An interactive version of this site is available here.
Movement pruning has been proved as a very efficient method to prune networks in a unstructured manner. High levels of sparsity can be reached with a minimal of accuracy loss. The resulting sparse networks can be compressed heavily, saving a lot of permanent storage space on servers or devices, and bandwidth, an important advantage for edge devices. But efficient inference with unstructured sparsity is hard. Some degree of structure is necessary to use the intrinsic parallel nature of today hardware. Block Movement Pruning work extends the original method and explore semi-structured and structured variants of Movement Pruning. You can read more about block sparsity and why it matters for performance on these blog posts.
The documentation is here.
You can install nn_pruning
using pip
as follows:
python -m pip install -U nn_pruning
To install the latest state of the source code, first clone the repository
git clone https://github.com/huggingface/nn_pruning.git
and then install the required dependencies:
cd nn_pruning
python -m pip install -e ".[dev]"
After the installation is completed, you can launch the test suite from the root of the repository
pytest nn_pruning
The experiments were done first on SQuAD v1.
Two networks were tested: BERT-base, and BERT-large.
Very significant speedups were obtained with limited drop in accuracy.
Here is a selection of the networks that are obtained through the different variant method variants.
The original "large" and "base" finedtuned models were added in the table for comparison.
The "BERT version" column shows which base network was pruned. The parameter count column is relative to linear layers, which contain most of the model parameters (with the embeddings being most of the remaining parameters).
F1 difference, speedups and parameters counts are all relative to BERT-base to ease practical comparison.
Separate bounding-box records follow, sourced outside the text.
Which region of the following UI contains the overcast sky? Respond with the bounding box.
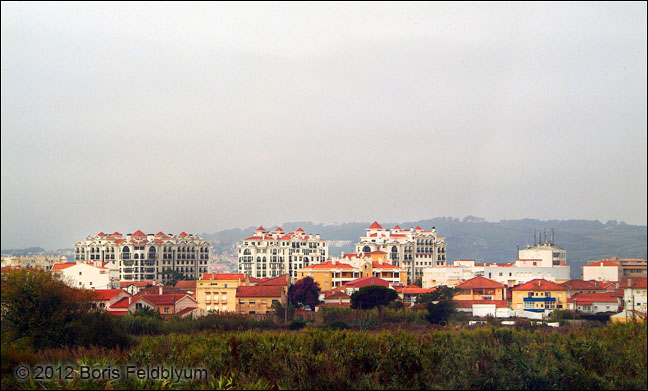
[1,2,647,248]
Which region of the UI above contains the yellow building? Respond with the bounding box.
[196,273,250,312]
[236,285,288,314]
[297,260,362,291]
[454,276,506,300]
[511,279,567,312]
[297,251,407,291]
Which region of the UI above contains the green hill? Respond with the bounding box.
[203,216,647,278]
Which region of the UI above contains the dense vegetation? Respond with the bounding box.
[2,324,646,389]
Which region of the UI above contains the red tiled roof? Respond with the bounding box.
[257,274,290,286]
[513,278,567,291]
[110,295,130,308]
[303,261,354,269]
[628,278,648,289]
[92,289,124,300]
[317,303,351,307]
[119,281,158,288]
[371,261,398,269]
[176,307,198,316]
[455,300,508,308]
[583,261,621,267]
[175,280,196,291]
[568,293,618,305]
[325,291,351,300]
[139,294,189,306]
[560,280,605,290]
[457,276,504,289]
[52,262,76,270]
[396,286,436,295]
[202,273,245,281]
[344,277,389,288]
[369,221,382,229]
[236,285,284,297]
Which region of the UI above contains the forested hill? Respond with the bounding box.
[202,216,647,278]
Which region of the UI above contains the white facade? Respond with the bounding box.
[518,242,567,267]
[623,280,648,314]
[74,230,210,281]
[52,263,113,289]
[238,227,328,279]
[355,221,446,282]
[1,255,67,270]
[430,259,571,288]
[583,261,622,282]
[422,264,475,289]
[483,263,570,286]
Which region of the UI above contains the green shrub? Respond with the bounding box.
[288,320,306,330]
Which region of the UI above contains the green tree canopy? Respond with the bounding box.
[1,270,92,349]
[351,285,398,311]
[288,277,320,308]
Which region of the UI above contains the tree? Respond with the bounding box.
[288,277,320,308]
[416,286,457,304]
[162,268,185,286]
[0,270,92,349]
[418,286,457,324]
[351,285,398,318]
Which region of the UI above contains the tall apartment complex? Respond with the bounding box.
[355,221,446,281]
[238,227,328,279]
[74,230,210,281]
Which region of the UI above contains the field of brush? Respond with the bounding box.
[2,323,647,390]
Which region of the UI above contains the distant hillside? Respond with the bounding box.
[202,216,647,278]
[2,247,46,257]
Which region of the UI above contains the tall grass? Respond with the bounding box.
[3,323,647,390]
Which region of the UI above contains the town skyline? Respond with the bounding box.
[1,2,647,248]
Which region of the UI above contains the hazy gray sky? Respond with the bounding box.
[2,2,647,248]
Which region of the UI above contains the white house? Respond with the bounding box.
[623,279,648,314]
[52,263,113,289]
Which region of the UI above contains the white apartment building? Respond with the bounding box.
[238,227,328,279]
[623,278,648,314]
[423,259,570,288]
[74,230,210,281]
[518,241,567,267]
[52,262,119,289]
[355,221,446,282]
[1,255,67,270]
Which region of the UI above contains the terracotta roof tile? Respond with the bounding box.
[457,276,504,289]
[513,279,567,291]
[369,221,383,229]
[236,285,284,297]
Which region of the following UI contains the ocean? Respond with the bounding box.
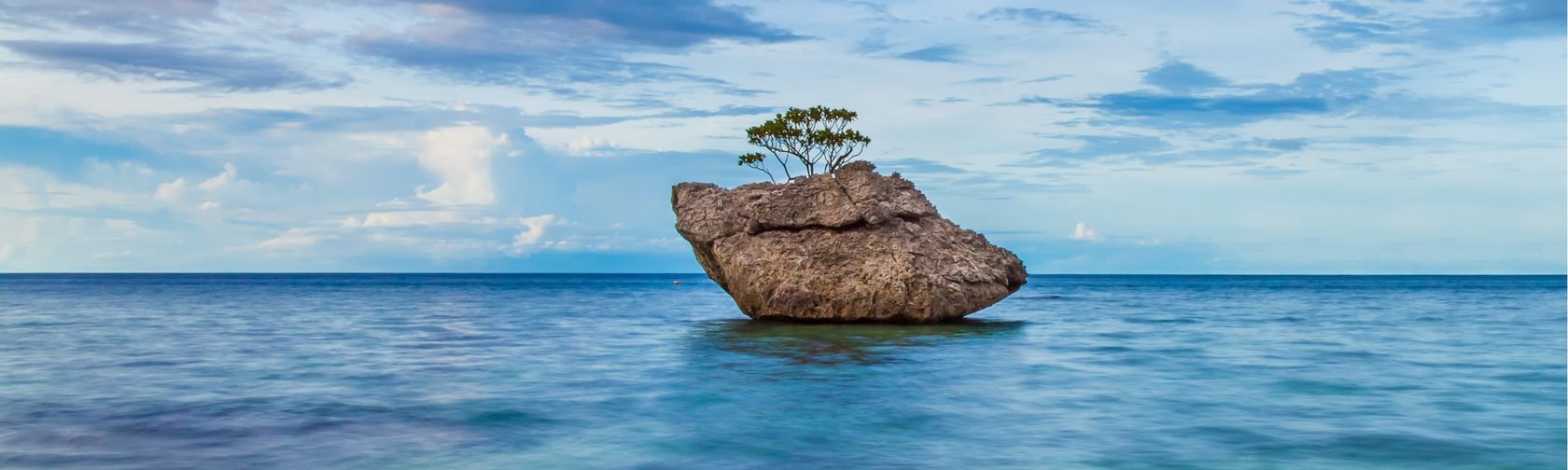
[0,274,1568,468]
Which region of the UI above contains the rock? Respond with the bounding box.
[671,161,1026,323]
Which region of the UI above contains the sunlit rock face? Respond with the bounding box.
[671,161,1026,323]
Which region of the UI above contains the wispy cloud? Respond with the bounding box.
[0,41,350,90]
[348,0,801,95]
[1296,0,1568,50]
[899,46,964,62]
[977,7,1105,30]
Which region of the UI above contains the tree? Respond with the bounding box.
[735,106,872,180]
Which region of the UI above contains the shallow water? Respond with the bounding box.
[0,274,1568,468]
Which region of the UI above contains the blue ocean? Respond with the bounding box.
[0,274,1568,468]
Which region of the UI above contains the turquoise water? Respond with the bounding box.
[0,274,1568,468]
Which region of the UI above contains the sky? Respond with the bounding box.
[0,0,1568,274]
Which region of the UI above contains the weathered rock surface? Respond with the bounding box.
[671,161,1024,323]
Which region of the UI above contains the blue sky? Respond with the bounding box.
[0,0,1568,274]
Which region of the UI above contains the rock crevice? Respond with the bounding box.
[671,161,1026,323]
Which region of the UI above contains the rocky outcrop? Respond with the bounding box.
[671,161,1024,323]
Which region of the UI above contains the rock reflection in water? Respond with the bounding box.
[694,320,1026,365]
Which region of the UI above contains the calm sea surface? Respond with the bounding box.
[0,274,1568,468]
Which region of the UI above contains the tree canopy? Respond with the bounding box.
[735,106,872,180]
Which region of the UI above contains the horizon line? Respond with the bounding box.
[0,271,1568,277]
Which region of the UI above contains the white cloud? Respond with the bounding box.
[196,163,240,191]
[104,219,141,235]
[356,210,496,228]
[417,125,507,205]
[511,213,565,254]
[566,136,621,157]
[251,228,330,249]
[1068,223,1104,242]
[152,177,185,202]
[92,249,132,260]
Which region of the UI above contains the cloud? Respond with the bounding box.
[977,7,1104,30]
[1295,0,1568,50]
[415,125,507,205]
[0,41,348,90]
[196,163,245,193]
[1068,223,1104,242]
[1016,67,1384,129]
[1026,134,1174,166]
[152,163,251,201]
[0,0,218,35]
[152,177,185,202]
[348,0,801,95]
[1143,60,1229,92]
[511,213,565,254]
[354,210,475,228]
[249,228,332,251]
[899,46,964,62]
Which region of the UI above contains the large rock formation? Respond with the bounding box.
[671,161,1024,323]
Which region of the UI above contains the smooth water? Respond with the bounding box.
[0,274,1568,468]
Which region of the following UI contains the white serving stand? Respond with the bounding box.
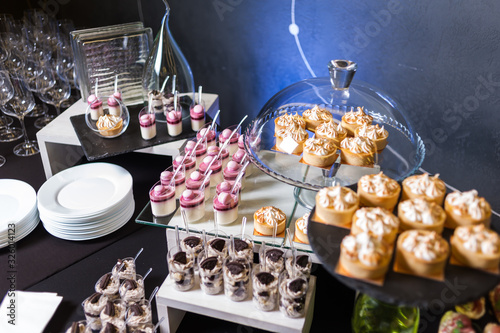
[156,268,316,333]
[36,93,219,179]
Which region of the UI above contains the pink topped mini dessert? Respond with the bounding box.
[139,111,156,140]
[167,111,182,136]
[160,167,186,198]
[184,140,207,168]
[213,192,239,224]
[186,171,210,200]
[219,128,240,155]
[149,182,176,216]
[179,190,205,222]
[189,104,205,131]
[199,156,224,187]
[223,161,245,189]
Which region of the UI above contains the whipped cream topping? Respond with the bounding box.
[96,114,122,129]
[401,230,448,261]
[340,136,377,154]
[342,106,373,125]
[446,190,491,220]
[255,206,286,227]
[357,124,389,140]
[355,207,399,236]
[399,198,443,225]
[340,232,388,267]
[316,119,347,139]
[304,138,337,156]
[317,185,358,210]
[403,173,446,198]
[302,105,333,122]
[454,224,500,255]
[359,171,400,197]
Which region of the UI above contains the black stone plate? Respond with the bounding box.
[308,208,500,313]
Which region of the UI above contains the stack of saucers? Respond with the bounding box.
[0,179,40,248]
[38,163,135,241]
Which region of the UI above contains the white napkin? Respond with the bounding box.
[0,290,62,333]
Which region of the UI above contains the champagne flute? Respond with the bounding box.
[2,78,40,156]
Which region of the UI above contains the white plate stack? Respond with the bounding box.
[38,163,135,241]
[0,179,40,248]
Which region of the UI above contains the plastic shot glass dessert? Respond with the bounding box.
[160,164,186,198]
[149,181,177,217]
[139,108,156,140]
[279,271,309,318]
[252,266,279,311]
[223,257,251,302]
[198,250,224,295]
[167,247,194,291]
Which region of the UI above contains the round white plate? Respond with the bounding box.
[38,163,132,218]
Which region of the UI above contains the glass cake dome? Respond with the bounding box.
[245,60,425,206]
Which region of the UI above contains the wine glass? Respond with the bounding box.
[2,77,40,156]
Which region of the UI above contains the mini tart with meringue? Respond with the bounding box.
[339,232,392,279]
[316,185,359,226]
[354,124,389,153]
[398,198,446,234]
[315,119,347,146]
[302,138,339,168]
[253,206,286,236]
[302,105,333,132]
[450,224,500,269]
[396,230,450,276]
[444,190,491,229]
[351,207,399,244]
[276,123,309,155]
[401,173,446,206]
[295,213,310,244]
[340,136,377,166]
[341,106,373,136]
[358,171,401,212]
[274,113,306,134]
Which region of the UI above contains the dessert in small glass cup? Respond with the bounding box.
[199,156,224,187]
[213,192,239,225]
[139,107,156,140]
[223,255,252,302]
[219,125,241,156]
[167,246,195,291]
[252,266,279,311]
[149,181,177,217]
[198,250,224,295]
[184,140,207,168]
[82,293,108,330]
[179,185,205,223]
[160,164,186,198]
[278,271,309,318]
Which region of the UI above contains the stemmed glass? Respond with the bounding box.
[2,78,40,156]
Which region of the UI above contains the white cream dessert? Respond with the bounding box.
[401,173,446,206]
[444,190,491,229]
[398,198,446,234]
[351,207,399,244]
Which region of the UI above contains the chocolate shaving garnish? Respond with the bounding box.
[288,279,306,293]
[183,236,201,248]
[200,257,217,271]
[174,251,187,265]
[210,238,226,252]
[255,272,274,286]
[99,273,111,289]
[226,261,245,275]
[234,239,248,252]
[295,254,309,268]
[266,249,284,262]
[128,303,144,316]
[102,301,116,317]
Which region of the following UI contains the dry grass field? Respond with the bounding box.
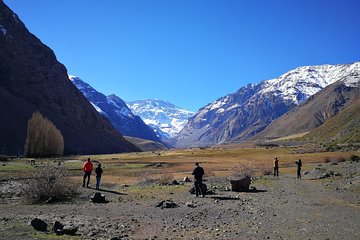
[59,148,355,184]
[0,146,360,240]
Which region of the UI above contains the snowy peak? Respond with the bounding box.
[69,75,160,142]
[127,99,194,139]
[176,62,360,147]
[259,62,360,105]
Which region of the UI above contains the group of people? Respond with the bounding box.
[274,158,302,179]
[82,157,302,192]
[82,158,103,190]
[82,158,205,197]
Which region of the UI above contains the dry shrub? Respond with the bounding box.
[261,169,273,176]
[322,157,331,163]
[232,161,257,178]
[157,172,174,185]
[22,164,77,203]
[137,170,157,184]
[204,170,215,178]
[323,156,346,163]
[138,170,174,185]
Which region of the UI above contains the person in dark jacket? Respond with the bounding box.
[83,158,93,187]
[274,158,279,177]
[192,163,205,197]
[295,159,302,179]
[95,163,103,190]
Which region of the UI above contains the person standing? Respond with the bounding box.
[192,163,205,197]
[95,163,102,190]
[83,158,94,187]
[274,158,279,177]
[295,159,302,179]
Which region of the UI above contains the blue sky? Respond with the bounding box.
[5,0,360,111]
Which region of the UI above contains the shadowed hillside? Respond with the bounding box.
[301,100,360,143]
[0,1,139,154]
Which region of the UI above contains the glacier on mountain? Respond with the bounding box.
[127,99,194,139]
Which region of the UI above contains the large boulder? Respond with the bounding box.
[230,176,251,192]
[31,218,47,232]
[90,192,108,203]
[189,183,207,194]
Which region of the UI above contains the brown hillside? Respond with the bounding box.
[302,100,360,143]
[254,78,360,140]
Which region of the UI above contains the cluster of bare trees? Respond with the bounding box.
[25,112,64,157]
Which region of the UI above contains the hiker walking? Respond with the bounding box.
[274,158,279,177]
[83,158,94,187]
[295,159,302,179]
[95,163,102,190]
[192,163,205,197]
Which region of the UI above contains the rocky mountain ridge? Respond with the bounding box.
[176,62,360,147]
[0,1,140,155]
[69,75,161,142]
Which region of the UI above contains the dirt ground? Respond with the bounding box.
[0,158,360,240]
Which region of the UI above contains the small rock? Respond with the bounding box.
[31,218,47,232]
[183,177,191,182]
[63,226,78,236]
[52,221,64,234]
[185,201,196,208]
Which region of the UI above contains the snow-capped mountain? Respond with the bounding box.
[176,62,360,147]
[69,76,161,142]
[127,99,194,139]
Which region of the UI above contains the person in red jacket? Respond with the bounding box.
[83,158,94,187]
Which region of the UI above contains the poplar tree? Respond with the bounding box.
[25,112,64,157]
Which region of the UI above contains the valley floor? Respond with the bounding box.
[0,162,360,240]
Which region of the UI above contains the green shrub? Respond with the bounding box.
[22,164,78,203]
[349,155,360,162]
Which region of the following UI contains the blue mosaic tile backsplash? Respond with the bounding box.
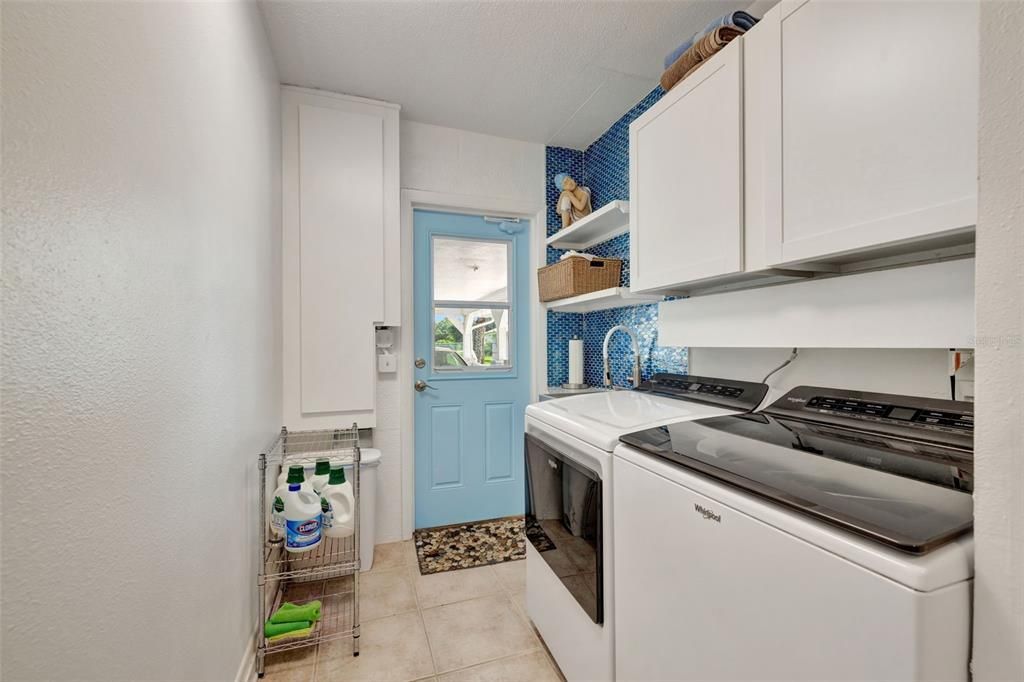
[546,87,688,386]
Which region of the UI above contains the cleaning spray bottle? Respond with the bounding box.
[321,464,355,538]
[270,466,313,538]
[275,466,322,552]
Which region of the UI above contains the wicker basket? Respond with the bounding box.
[537,256,623,301]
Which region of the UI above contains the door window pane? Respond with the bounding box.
[433,306,512,371]
[433,237,511,303]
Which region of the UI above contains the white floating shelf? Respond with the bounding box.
[548,201,630,251]
[546,287,663,312]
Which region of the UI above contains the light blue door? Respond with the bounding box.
[413,211,530,528]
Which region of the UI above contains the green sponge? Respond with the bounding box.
[263,621,312,639]
[266,626,313,642]
[270,600,321,625]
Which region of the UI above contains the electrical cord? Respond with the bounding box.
[761,348,800,384]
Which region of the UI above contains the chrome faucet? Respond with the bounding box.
[604,325,640,388]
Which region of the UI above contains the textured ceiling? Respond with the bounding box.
[262,0,750,148]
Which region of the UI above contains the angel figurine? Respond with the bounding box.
[555,173,593,228]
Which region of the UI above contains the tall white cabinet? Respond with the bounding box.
[282,87,400,429]
[750,0,978,265]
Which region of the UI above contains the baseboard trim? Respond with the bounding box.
[234,630,259,682]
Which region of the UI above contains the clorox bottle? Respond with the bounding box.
[284,466,322,552]
[321,465,355,538]
[270,466,313,538]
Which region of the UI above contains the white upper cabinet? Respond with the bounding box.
[630,38,743,292]
[282,87,399,428]
[757,0,978,266]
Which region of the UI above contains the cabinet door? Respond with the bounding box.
[757,0,978,264]
[630,39,743,291]
[282,88,397,428]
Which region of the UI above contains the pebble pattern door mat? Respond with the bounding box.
[413,516,555,576]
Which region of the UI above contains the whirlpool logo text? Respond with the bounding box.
[693,504,722,523]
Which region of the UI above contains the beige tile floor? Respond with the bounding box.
[264,541,564,682]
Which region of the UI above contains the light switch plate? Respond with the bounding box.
[377,353,398,374]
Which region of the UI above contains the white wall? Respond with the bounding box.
[2,1,281,680]
[399,119,545,201]
[374,119,545,542]
[974,2,1024,682]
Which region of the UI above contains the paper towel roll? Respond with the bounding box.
[569,339,583,384]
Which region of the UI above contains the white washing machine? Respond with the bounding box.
[614,387,974,681]
[525,374,767,681]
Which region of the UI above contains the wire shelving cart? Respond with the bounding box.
[256,424,360,677]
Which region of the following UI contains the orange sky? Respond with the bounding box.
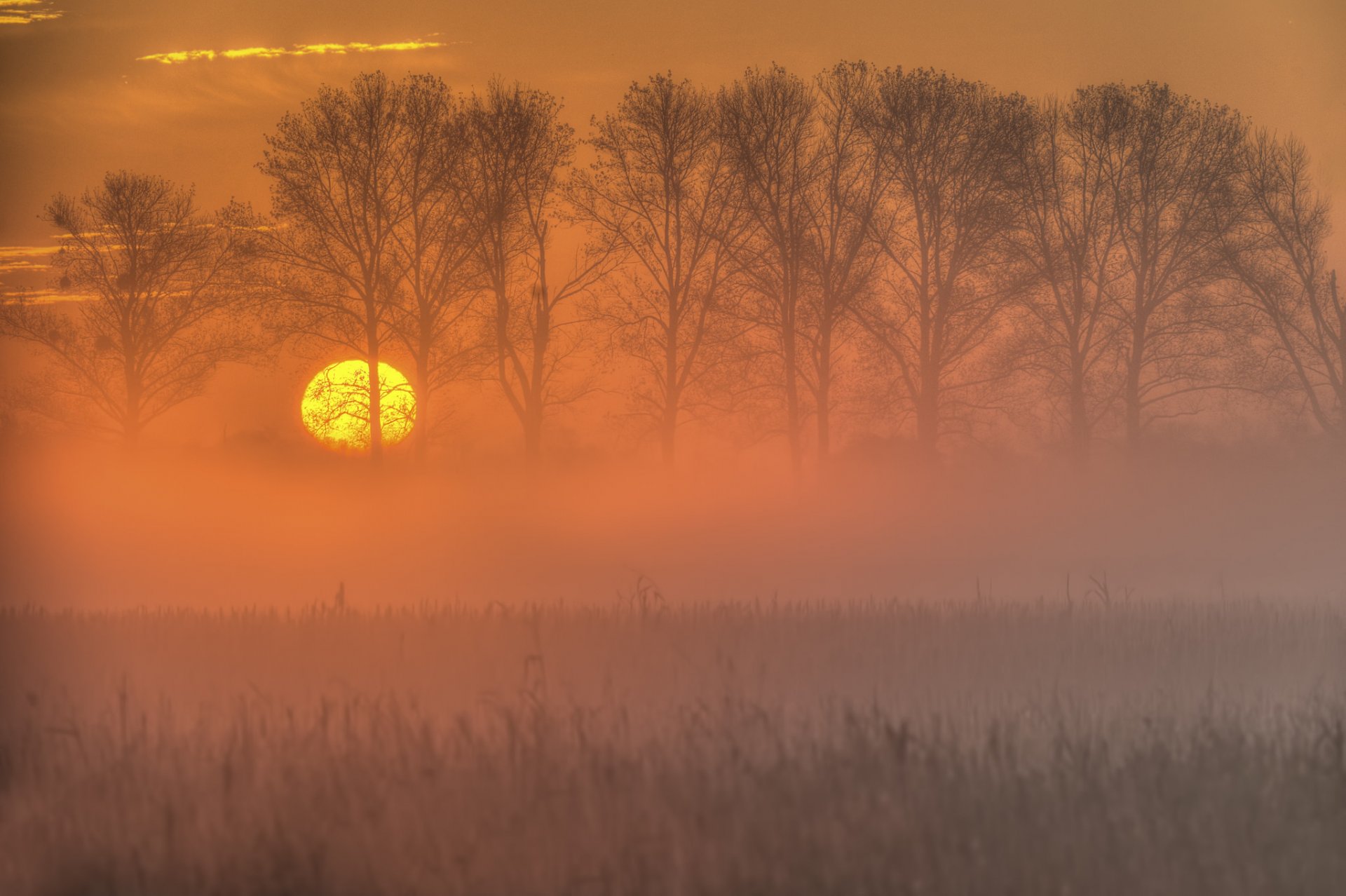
[0,0,1346,290]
Model | Type | method | Params | F1 | F1 diff | Speedup |
---|---|---|---|---|---|---|
#1 | large | - | +166% | 93.15 | +4.65 | 0.35x |
#2 | large | hybrid-filled | -17% | 91.03 | +2.53 | 0.92x |
#3 | large | hybrid-filled | -40% | 90.16 | +1.66 | 1.03x |
#4 | base | hybrid-filled | -59% | 88.72 | +0.22 | 1.84x |
#5 | base | - | +0% | 88.5 | +0.00 | 1.00x |
#6 | base | hybrid-filled | -65% | 88.25 | -0.25 | 1.98x |
#7 | base | hybrid-filled | -74% | 87.71 | -0.79 | 2.44x |
#8 | base | hybrid-filled | -73% | 87.23 | -1.27 | 2.60x |
#9 | base | hybrid-filled | -74% | 86.69 | -1.81 | 2.80x |
#10 | base | struct | -86% | 85.52 | -2.98 | 3.64x |
That means that starting from a larger networks is beneficial on all metrics, even absolute size, something observed in the Train Large, Then Compress paper.
Additional remarks
Here are some visualizations of the pruned network #7. It is using the "Hybrid filled" method:
You can see that the results linear layers are all actually "dense" (hover on the graph to visualize them).
You can see here the pruned heads for each layer:
If we plot the F1 of the full set of pruned networks against the speedup, we can see that we outperform fine-tuned TinyBERT and Distilbert by some margin. MobileBert seems significantly better, even with the "no OPT" version presented here, which does not contain the LayerNorm optimization used in the much faster version of MobileBERT. An interesting future work will be to add those optimizations to the pruning tools.
Even in terms of saved size, we get smaller networks for the same accuracy (except for MobileBERT, which is better on size too):
The experiments were done on BERT-base. Significant speedups were obtained, even if the results are a bit behind compared to the SQuAD results. Here is a selection of networks, with the same rules as for the SQuAd table:
Model | Type | method | Params | Accuracy | Accuracy diff | Speedup |
---|---|---|---|---|---|---|
#1 | base | - | +0% | 84.6 | +0.00 | 1.00x |
#2 | base | hybrid-filled | -65% | 83.71 | -0.89 | 2.00x |
#3 | base | hybrid-filled | -74% | 83.05 | -1.55 | 2.40x |
#4 | base | hybrid-filled | -81% | 82.69 | -1.91 | 2.86x |
#5 | base | hybrid-filled | -87% | 81.03 | -3.57 | 3.44x |
(This is WIP : Some more runs are needed to check the performance versus MobileBERT and TinyBert at same level of speed. Some better hyperparameters may help too.)
From the following graphs, we see that the speed is a bit lower compared to TinyBERT, and roughly in line with MobileBERT. In terms of sparsity, the precision is a bit lower than MobileBERT and TinyBERT. On both metrics it's better than DistilBERT by some significant margin.
pytorch_block_sparse is a CUDA Implementation of block sparse kernels for linear layer forward and backward propagation. It's not needed to run the models pruned by the nn_pruning tools, as it's not fast enough yet to be competitive with dense linear layers: just pruning heads is faster, even if those heads still contain some inner sparsity.